I note that Dr Bodel used the MRI scan at arrive at the 60% compression he concluded. Using MRI can give misleading results and MRIs are not suggested for use to assess the degree of compression in the NSW Guidelines. X-rays or CT scans are to be used.”
Medical Assessor Tai-Tak Wan independently examined the X-ray images on screen with 200% enlargement and then printed the images on A4 paper. He measured the compression and arrived at similar figures to the measurements by Medical Assessor Gorman. Medical Assessor Wan found a maximum measured compression of 45% and a minimum 38% measured compression. Both Medical Assessors agree there is no diagnostic film that shows a greater than 50% compression.
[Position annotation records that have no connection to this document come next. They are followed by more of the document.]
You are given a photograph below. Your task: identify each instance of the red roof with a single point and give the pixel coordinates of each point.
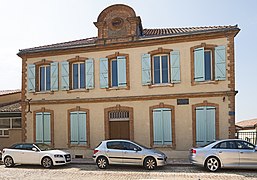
(147, 33)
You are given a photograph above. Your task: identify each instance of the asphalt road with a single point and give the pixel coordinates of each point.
(78, 171)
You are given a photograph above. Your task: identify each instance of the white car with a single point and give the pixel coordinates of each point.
(34, 153)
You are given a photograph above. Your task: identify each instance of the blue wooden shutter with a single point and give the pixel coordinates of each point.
(220, 63)
(175, 66)
(167, 126)
(39, 127)
(82, 128)
(210, 124)
(65, 75)
(31, 78)
(121, 62)
(74, 124)
(47, 127)
(157, 127)
(199, 64)
(54, 76)
(104, 82)
(146, 69)
(89, 73)
(200, 126)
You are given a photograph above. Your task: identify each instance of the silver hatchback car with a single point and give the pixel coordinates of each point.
(127, 153)
(228, 153)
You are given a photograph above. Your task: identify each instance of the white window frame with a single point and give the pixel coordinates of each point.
(168, 59)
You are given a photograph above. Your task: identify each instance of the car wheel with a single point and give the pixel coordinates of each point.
(8, 161)
(102, 162)
(47, 162)
(150, 163)
(212, 164)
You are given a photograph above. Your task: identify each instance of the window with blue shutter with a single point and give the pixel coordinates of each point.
(43, 127)
(162, 126)
(65, 85)
(78, 128)
(31, 78)
(146, 69)
(104, 82)
(175, 66)
(205, 125)
(89, 73)
(220, 63)
(54, 76)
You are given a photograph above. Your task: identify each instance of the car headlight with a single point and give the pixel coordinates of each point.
(58, 156)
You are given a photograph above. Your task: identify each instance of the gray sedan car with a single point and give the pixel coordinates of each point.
(127, 152)
(229, 153)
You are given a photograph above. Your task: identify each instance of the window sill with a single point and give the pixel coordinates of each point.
(43, 92)
(205, 82)
(77, 90)
(161, 85)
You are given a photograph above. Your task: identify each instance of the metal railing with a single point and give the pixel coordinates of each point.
(247, 136)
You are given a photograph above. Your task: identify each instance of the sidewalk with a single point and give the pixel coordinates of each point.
(170, 162)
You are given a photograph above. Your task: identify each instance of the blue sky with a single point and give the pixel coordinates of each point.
(31, 23)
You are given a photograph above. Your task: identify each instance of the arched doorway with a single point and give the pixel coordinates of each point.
(119, 123)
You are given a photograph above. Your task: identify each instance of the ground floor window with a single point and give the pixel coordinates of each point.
(43, 127)
(9, 123)
(205, 125)
(162, 126)
(78, 123)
The Medical Assessors see no reason to examine the claimant as no other impairments have been advanced.
FINDINGS
The Review Panel conducts a new assessment of all the matters with which the medical assessment is concerned.[4] The Review Panel adopts the measurements and findings of the Medical Assessors.
[4] Section 7.26(6) of the Act
The Review Panel is not required to choose between competing medical opinions and is required to form its own opinion.[5] The Medical Assessors have explained the basis of their assessments. Their findings are the same as those of Medical Assessor Kenna and Dr Bentivoglio. The Medical Assessors believe their measurements are different to those of Dr Bodel, as he based his measurement upon a MRI scan which is not the preferred methodology, as Medical Assessor Gorman notes.
[5] Alliance Australia Group Limited v Keen [2021] NSWCA 287 and Insurance Australia Group v Marsh [2021] NSWCA 31
CONCLUSION
For the above reasons, the Review Panel concludes that the certificate issued by Medical Assessor Clive Kenna on 11 July 2024 should be confirmed.